Freedom to pledge allegiance … or not

Social media sites blew up recently with news out of Leon County regarding, because we have a shortage of things to disagree about, the Pledge of Allegiance.

It seems the uncle of a Leon County elementary school student was presented with a form that gives custodial adults the option of having their youngsters literally sit out each morning’s traditional recitation of the Pledge.



Outraged, the uncle wrote in red ink his response across the form — “This is the dumbest thing I have ever read and I am so ashamed of this” — and, of course, posted it on his Facebook page, whereupon it went classically viral.

Traditional media as far away as Detroit and St. Louis took notice, producing coverage about outraged parents and blame-shifting bureaucrats. A district spokesman said the district was following the Legislature’s newly minted direction; the state Department of Education retorted Leon’s interpretation went too far.

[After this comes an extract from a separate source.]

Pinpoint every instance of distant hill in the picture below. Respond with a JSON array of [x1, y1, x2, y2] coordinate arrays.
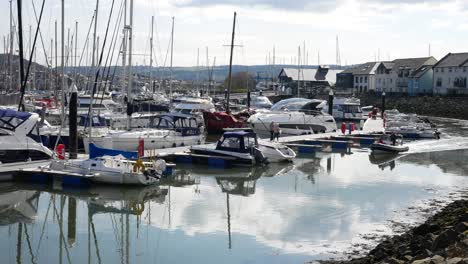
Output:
[[0, 54, 345, 81]]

The whole thing was like a summer storm: furious and eye-catching, but over fast. Only days later, Leon’s media-challenged Superintendent Jackie Pons — he says he was unaware of the published waiver until a parent called him on the way to work days later — ordered a halt to the form’s distribution and had the online code of conduct revised.

If parents or uncles or otherwise guardians wanted to exercise their rights under the statute, Pons reasoned, they could write their own darn note.

And, that was pretty much that, except for the lingering suspicion expressed in an email interview with the Tallahassee Democrat by Micah Brienen — the alarmed uncle — that the statute passed by Florida’s overwhelmingly Republican, certifiably conservative Legislature, and signed by its hard-right governor, was somehow “just another example of progressive politics destroying our school system.”

The next thing you know, Brienen said, they’ll be taking Old Glory out of the classroom and stripping her off the pole in the courtyard.


What the Legislature did last spring was nothing more than codify what plenty of school districts — Pasco and Hillsborough included — already had in their policy books where for years, students who have objections to reciting the Pledge have been able to decline without it going on their permanent records.

That, and lawmakers added a codicil: If a student wants to demur, he/she must provide a written-opt out. If anything, it seems legislators toughened the provisions.

And, Pasco County Schools Superintendent Kurt Browning, above all a reasonable fellow, is not sure he gets all the fuss. “It’s not a big deal for us,” he says. Pasco’s longstanding policy notwithstanding, there have been few reported episodes of students sitting out the Pledge.

The addition of a written excuse “might mean a little more work for school board staff,” Browning says, “but I haven’t heard any news” about students exercising their stand-down option.

So, is the fuss all tempests and teapots? For Browning, rising and reciting the Pledge at the start of each school morning represents a cherished ritual, one of those things that help set the tone for learning in the land of liberty.

“We stand, we pledge the flag,” he says. “It’s who we are as Americans.”

That said, Browning makes abundantly clear his administration’s determination to defend students who find the pledge offensive, whatever their reasons.

And, that brings us back around to the idea that letting students off the hook is somehow introducing the Kremlin to our public schools. Wrong.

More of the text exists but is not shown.